Hudi also offers ability to delete the data stored in the data lake, and more so provides efficient ways of dealing with
large write amplification, resulting from random deletes based on user_id (or any secondary key), by way of the
Merge On Read table types.
Hudi's elegant log based concurrency control, ensures that the ingestion/writing can continue happening,as a background compaction job
amortizes the cost of rewriting data/enforcing deletes.
Hudi also unlocks special capabilities like data clustering, which allow users to optimize the data layout for deletions. Specifically, users can cluster older event log data based on user_id, such that, queries that evaluate candidates for data deletion can do so, while more recent partitions are optimized for query performance and clustered on say timestamp.
The world we live in is polarized - even on data analytics storage - into real-time and offline/batch storage. Typically, real-time datamarts are powered by specialized analytical stores such as Druid or Memsql or Clickhouse, fed by event buses like Kafka or Pulsar. This model is prohibitively expensive, unless a small fraction of your data lake data needs sub-second query responses such as system monitoring or interactive real-time analysis.
The same data gets ingested into data lake storage much later (say every few hours or so) and then runs through batch ETL pipelines, with intolerable data freshness to do any kind of near-realtime analytics. On the other hand, the data lakes provide access to interactive SQL engines like Presto/SparkSQL, which can horizontally scale easily and provide return even more complex queries, within few seconds.
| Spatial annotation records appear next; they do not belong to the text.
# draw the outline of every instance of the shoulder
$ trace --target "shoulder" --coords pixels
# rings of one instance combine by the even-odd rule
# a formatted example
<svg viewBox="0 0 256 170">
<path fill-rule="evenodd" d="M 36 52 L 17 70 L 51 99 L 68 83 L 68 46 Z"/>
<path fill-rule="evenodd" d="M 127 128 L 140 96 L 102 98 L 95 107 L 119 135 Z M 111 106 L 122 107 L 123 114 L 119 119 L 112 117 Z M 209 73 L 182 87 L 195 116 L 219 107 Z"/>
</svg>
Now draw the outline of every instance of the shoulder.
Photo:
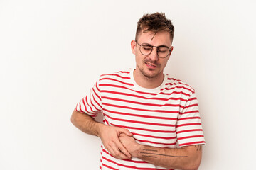
<svg viewBox="0 0 256 170">
<path fill-rule="evenodd" d="M 100 76 L 100 82 L 110 82 L 114 81 L 115 82 L 127 82 L 131 79 L 130 73 L 132 71 L 132 69 L 129 69 L 123 71 L 117 71 L 112 73 L 103 74 Z"/>
<path fill-rule="evenodd" d="M 195 92 L 195 89 L 191 87 L 191 86 L 190 86 L 188 84 L 176 77 L 170 76 L 168 74 L 166 74 L 166 86 L 171 86 L 173 88 L 181 89 L 183 91 L 188 91 L 188 93 L 189 94 L 193 94 Z"/>
<path fill-rule="evenodd" d="M 117 71 L 112 73 L 106 73 L 100 75 L 100 79 L 104 78 L 112 78 L 112 79 L 116 79 L 116 78 L 121 78 L 121 79 L 130 79 L 130 72 L 132 69 L 129 69 L 124 71 Z"/>
</svg>

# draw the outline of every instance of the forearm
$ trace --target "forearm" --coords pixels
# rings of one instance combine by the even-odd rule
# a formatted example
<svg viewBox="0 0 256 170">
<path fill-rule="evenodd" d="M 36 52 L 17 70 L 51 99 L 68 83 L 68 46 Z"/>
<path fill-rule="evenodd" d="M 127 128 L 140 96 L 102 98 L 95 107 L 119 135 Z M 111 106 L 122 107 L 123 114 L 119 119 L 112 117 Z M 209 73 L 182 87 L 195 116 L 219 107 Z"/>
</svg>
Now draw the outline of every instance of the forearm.
<svg viewBox="0 0 256 170">
<path fill-rule="evenodd" d="M 71 116 L 72 123 L 85 133 L 100 136 L 100 130 L 105 125 L 96 122 L 91 116 L 74 110 Z"/>
<path fill-rule="evenodd" d="M 201 159 L 201 145 L 171 149 L 139 144 L 137 148 L 132 156 L 169 169 L 197 169 Z"/>
</svg>

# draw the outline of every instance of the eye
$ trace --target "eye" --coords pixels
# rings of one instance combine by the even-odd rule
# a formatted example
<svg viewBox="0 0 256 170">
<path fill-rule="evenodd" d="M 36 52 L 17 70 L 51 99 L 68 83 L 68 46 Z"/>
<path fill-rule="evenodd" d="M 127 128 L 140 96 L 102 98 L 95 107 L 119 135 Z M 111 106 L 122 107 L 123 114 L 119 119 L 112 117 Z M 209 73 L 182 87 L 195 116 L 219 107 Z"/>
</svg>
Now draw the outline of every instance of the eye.
<svg viewBox="0 0 256 170">
<path fill-rule="evenodd" d="M 166 47 L 159 47 L 158 48 L 158 51 L 163 53 L 168 52 L 169 50 L 169 48 Z"/>
<path fill-rule="evenodd" d="M 150 47 L 143 47 L 142 48 L 144 50 L 146 50 L 146 51 L 150 51 L 151 50 L 151 48 Z"/>
</svg>

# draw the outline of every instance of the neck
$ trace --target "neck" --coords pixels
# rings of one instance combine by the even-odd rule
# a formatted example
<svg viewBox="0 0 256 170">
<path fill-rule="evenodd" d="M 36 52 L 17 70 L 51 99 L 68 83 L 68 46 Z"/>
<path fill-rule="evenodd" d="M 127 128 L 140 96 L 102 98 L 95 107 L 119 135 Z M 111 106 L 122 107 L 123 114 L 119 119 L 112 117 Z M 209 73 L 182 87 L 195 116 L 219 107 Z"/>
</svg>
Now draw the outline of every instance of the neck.
<svg viewBox="0 0 256 170">
<path fill-rule="evenodd" d="M 147 89 L 154 89 L 159 86 L 164 79 L 163 73 L 160 73 L 156 77 L 149 78 L 143 75 L 137 69 L 134 71 L 133 75 L 135 82 L 139 86 Z"/>
</svg>

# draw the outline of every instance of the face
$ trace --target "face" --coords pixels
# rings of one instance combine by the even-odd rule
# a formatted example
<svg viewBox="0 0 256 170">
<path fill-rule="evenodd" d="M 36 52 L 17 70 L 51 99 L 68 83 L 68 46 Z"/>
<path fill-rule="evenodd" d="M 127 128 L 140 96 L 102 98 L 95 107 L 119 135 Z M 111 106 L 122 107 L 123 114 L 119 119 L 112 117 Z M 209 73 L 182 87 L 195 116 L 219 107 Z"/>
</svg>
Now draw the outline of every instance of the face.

By bringing streaming primitives to data lake storage, Hudi opens up new possibilities by being able to ingest data within few minutes and also author incremental data pipelines that are orders of magnitude faster than traditional batch processing. By bringing data freshness to a few minutes, Hudi can provide a much efficient alternative, for a large class of data applications, compared to real-time datamarts. Also, Hudi has no upfront server infrastructure investments and thus enables faster analytics on much fresher analytics, without increasing the operational overhead. This external article further validates this newer model.
Data Lake ETL typically involves building a chain of tables derived from each other via DAGs expressed as workflows. Workflows often depend on new data being output by
multiple upstream workflows and traditionally, availability of new data is indicated by a new DFS Folder/Hive Partition.
Let's take a concrete example to illustrate this. An upstream workflow
U can create a Hive partition for every hour, with data for that hour (event_time) at the end of each hour (processing_time), providing effective freshness of 1 hour.
Then, a downstream workflow
D, kicks off immediately after
U finishes, and does its own processing for the next hour, increasing the effective latency to 2 hours.
The above paradigm simply ignores late arriving data i.e when
event_time drift apart.
Unfortunately, in today's post-mobile & pre-IoT world, late data from intermittently connected mobile devices & sensors are the norm, not an anomaly.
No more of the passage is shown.